A 74-year-old man was admitted to our hospital in May 2002 because of chemotherapy for relapsed non-Hodgkin’s lymphoma. He presented a huge mass of NHL at lumber. He was treated with 3 courses of VeMP combination chemotherapy[6]. After the first VeMP chemotherapy, he complained of diarrhea. Fosfomycin calcium (FOM) was administered and diarrhea was stopped. There was no side effect during the second course of VeMP chemotherapy. During the third chemotherapy, he became febrile without diarrhea, we administered ceftazidime (CAZ) and amikacin sulfate (AMK) as empiric therapy. Fever alleviated immediately. Considering the high frequencies of relapse in patients treated with VeMP, we stopped VeMP therapy and started CHOP therapy (cyclophosphamide, adriamycin, vincristine, and predonisolone) on 6 August. Because the patient became febrile and experienced diarrhea from d 4, we administrated lactomin. On d 8, the patient developed massive watery diarrhea (over 1500 mL/d) with exacerbation of fever, respiratory distress and marked hypovolemia. Ultrasound examination revealed massive ascites and pleural effusion. Although bolus methylprednisolone was administered promptly and CAZ and AMK as empiric therapy, the patient remained febrile and watery green diarrhea was not controlled. Salmonella, Shigella, campylobacter, cryptosporidium, fecal viruses and parasites were negative in repeated stool cultures. Because C. difficile toxin was detected using an enzyme immunoassay (Meridian Diagnostics, Inc., Cincinnati, OH, USA) in stools on day 13, the patient was diagnosed as having AAC. Although CAZ and AMK were stopped and oral VCM and metronidazole 250 mg daily were started concomitantly, symptom did not improve. Colonoscopic examination revealed multiple deep ulcerative lesions at right side colon, surface erosive and minute erosive lesions in all continuous colon. Pseudomembranes were not seen. Biopsy reveals an outpouring of fibrin, mucus, and inflammatory cells from a microulceration of the surface epithelium. These findings are compatible with AAC without pseudomembranes. Because VCM and metronidazole were not effective, the enteral use of rifampin 600 mg twice daily was started on d 23. In the following several days, fever alleviated and diarrhea was improved (Figure 1).

Figure 1
Figure 1 A: Multiple deep ulcerative lesions at right side colon, B: Surface erosive and minute erosive lesions in all continuous colon, C: After administration of rifampin.
DISCUSSION

We described a patient having refractory AAC without pseudomembranes. The current patient presented severe watery diarrhea, malaise, fever, leukocytosis and dehydration. Administration of VCM and metronidazole was not effective. Some treatment regimens as the second therapy for refractory AAC have been tried, but none has been completely effective in randomized clinical trials. Although there have been some reports of the efficacy of oral teicoplanin for the treatment of antibiotics-associated colitis[7,8], oral teicoplanin is not available in Japan. Colectomy was not required, because the current patient had a substantial comorbid disease and was extremely ill.

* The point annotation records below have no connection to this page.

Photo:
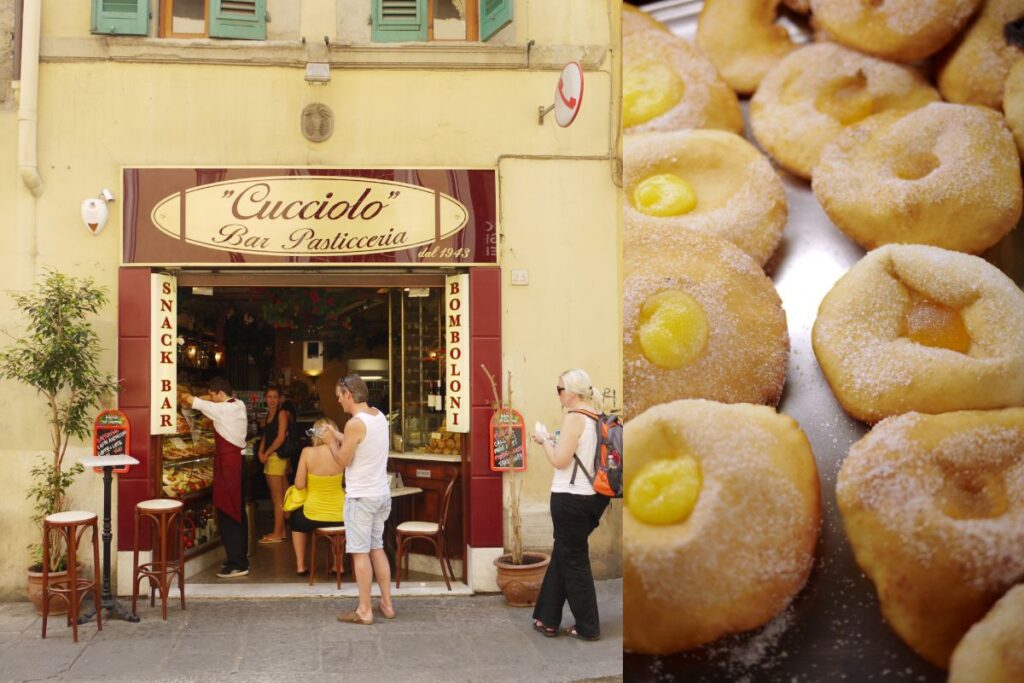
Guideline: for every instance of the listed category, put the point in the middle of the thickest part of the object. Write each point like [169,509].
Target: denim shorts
[365,519]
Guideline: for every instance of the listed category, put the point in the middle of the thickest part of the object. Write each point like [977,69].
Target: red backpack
[607,478]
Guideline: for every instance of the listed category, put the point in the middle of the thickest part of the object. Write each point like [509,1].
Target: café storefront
[294,276]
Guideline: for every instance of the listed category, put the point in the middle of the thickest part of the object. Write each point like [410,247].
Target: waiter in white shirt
[229,428]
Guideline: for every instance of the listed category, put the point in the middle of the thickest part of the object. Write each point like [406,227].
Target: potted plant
[57,354]
[519,573]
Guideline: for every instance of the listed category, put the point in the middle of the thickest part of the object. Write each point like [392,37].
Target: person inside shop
[229,428]
[576,511]
[275,450]
[363,451]
[321,476]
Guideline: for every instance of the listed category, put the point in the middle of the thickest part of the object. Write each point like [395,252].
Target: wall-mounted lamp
[94,212]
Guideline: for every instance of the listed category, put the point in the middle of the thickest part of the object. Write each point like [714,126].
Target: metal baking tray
[834,630]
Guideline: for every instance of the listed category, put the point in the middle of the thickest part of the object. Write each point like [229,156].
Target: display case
[417,370]
[186,474]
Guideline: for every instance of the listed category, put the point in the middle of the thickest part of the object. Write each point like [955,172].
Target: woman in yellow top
[279,418]
[321,475]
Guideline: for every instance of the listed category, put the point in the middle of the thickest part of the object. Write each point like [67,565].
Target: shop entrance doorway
[293,332]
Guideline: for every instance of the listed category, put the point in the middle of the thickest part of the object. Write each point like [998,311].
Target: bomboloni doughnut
[934,510]
[706,180]
[669,85]
[899,30]
[1013,104]
[915,328]
[635,20]
[819,90]
[946,175]
[993,649]
[720,521]
[700,321]
[977,71]
[741,39]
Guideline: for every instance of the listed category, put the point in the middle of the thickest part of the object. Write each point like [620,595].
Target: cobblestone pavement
[475,638]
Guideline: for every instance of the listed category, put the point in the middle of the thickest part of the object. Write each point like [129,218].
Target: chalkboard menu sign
[508,441]
[111,436]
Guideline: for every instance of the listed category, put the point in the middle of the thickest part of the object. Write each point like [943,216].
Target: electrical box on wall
[312,357]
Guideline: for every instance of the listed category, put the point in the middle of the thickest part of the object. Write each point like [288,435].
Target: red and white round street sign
[568,94]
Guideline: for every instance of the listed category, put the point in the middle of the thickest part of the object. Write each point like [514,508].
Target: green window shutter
[238,18]
[495,15]
[121,17]
[397,20]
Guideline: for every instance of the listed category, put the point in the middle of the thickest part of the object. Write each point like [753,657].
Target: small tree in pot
[519,573]
[57,354]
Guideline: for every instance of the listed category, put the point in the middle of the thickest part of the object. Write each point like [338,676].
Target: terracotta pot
[35,590]
[520,584]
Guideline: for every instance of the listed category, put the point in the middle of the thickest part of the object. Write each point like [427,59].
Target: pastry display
[993,649]
[898,30]
[700,321]
[934,510]
[977,71]
[742,40]
[915,328]
[720,521]
[817,91]
[1013,103]
[669,85]
[946,175]
[635,20]
[706,180]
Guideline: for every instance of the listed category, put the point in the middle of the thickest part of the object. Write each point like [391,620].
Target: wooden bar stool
[336,537]
[163,512]
[432,531]
[72,526]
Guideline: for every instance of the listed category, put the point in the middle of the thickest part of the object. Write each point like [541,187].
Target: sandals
[543,630]
[571,632]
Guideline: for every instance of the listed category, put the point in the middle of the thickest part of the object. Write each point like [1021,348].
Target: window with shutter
[495,15]
[238,18]
[397,20]
[121,17]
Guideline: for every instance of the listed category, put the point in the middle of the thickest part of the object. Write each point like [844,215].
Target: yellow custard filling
[665,491]
[665,195]
[648,91]
[673,330]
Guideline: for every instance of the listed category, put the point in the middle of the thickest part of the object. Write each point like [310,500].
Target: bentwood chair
[432,531]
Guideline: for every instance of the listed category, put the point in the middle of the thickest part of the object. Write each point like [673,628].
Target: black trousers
[568,577]
[235,536]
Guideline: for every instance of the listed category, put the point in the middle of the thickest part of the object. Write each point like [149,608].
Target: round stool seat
[71,517]
[419,527]
[160,505]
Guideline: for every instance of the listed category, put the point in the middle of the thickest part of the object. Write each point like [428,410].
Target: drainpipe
[29,98]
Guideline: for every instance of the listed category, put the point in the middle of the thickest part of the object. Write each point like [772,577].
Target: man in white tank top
[363,452]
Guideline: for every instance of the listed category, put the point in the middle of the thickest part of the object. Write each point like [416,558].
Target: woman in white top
[576,511]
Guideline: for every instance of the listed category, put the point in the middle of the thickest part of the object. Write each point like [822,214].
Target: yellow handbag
[294,499]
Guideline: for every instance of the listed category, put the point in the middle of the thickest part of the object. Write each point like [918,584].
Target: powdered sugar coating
[934,508]
[876,372]
[784,116]
[707,100]
[900,30]
[748,547]
[968,199]
[739,196]
[745,356]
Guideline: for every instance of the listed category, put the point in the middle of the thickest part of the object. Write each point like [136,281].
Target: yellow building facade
[90,104]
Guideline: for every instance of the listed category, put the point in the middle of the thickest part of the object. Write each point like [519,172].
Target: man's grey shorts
[365,522]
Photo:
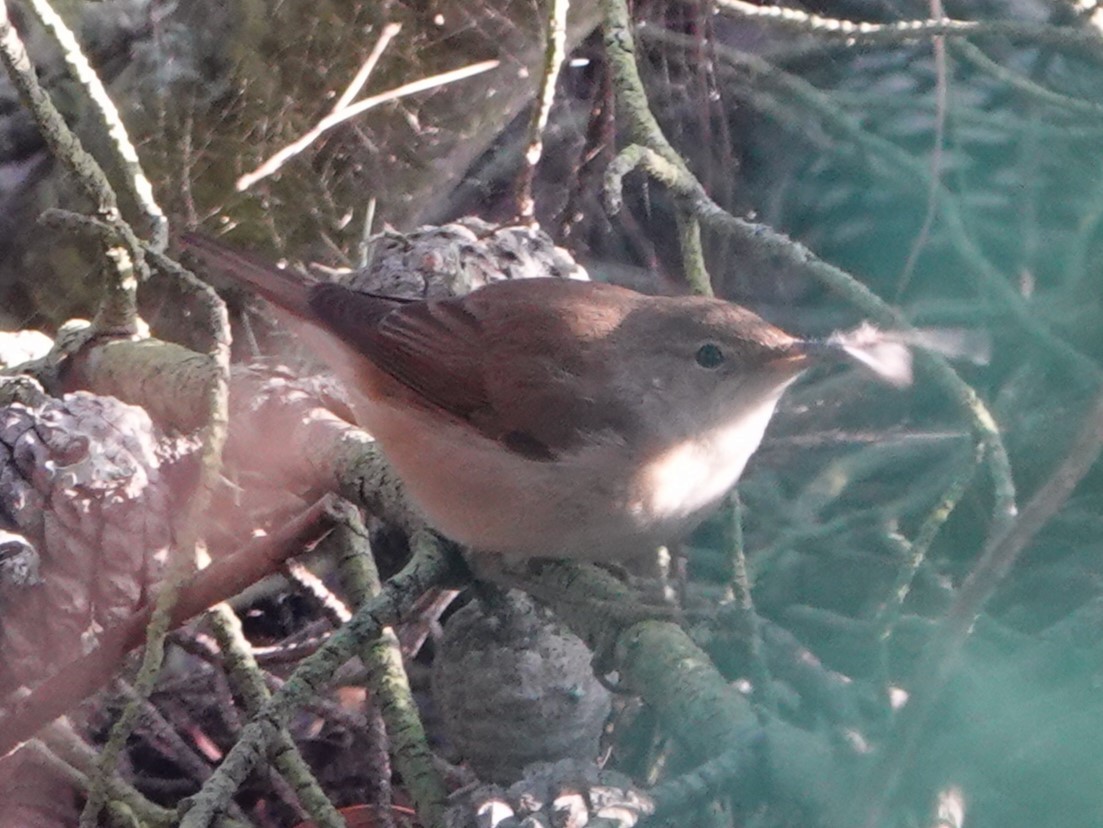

Rifampin had excellent in vitro activity against C.difficile with minimum inhibitory concentrations averaging < 0.2 μg/mL[9,10] and the efficacy of rifampin on relapsing colitis due to C. difficile was established[11]. Thus, we administered rifampin 600 mg twice daily. Diarrhea and abdominal pain resolved promptly. Although there are no reports that rifampin is a useful agent for refractory and severe AAC, patients should be treated with oral rifampin from the outset.